Then I listen to this soundtrack to an unmade film, looping it for a good hour or two as the narration comes to me. I sketch it out, leave gaps to improvise, edit out the clunkers, finesse the metaphors. Everyone eventually goes to sleep. I fill a glass of water, and another with a few fingers of whiskey. The headphones slip on, and there is my voice - as foreign and familiar as the last time. I close my eyes, holds my hands in the air like I am flying and then begin to speak. A few minutes in, I am no longer alone. Everyone is right there with me, faces glowing in the light of some imaginary campfire.
And then I edit, I cut parts out, I move parts around.
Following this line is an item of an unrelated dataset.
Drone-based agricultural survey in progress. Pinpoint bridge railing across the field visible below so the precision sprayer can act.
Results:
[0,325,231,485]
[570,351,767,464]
My conversations turn in circles and often make more sense if I can snap them into a straight line. This part takes days. I don't understand how anyone can do this in an hour or two. Then I mix, riding the levels of the underscoring, goosing the hushed asides, backing off the belly laughs. Then I export that final mix and listen to it on the laptop through tiny speakers and see if it holds up. I often go back and tweak a few things. And then I write a description, typically with a few typos I only find a day later. I upload it, and watch it appear on iTunes and Spotify, and all the rest. Then I see the numbers crawl up, a new listener here, another there. By now it is Saturday and I need to get ready for the next one.
A string breaks on the guitar so I pull out a different one.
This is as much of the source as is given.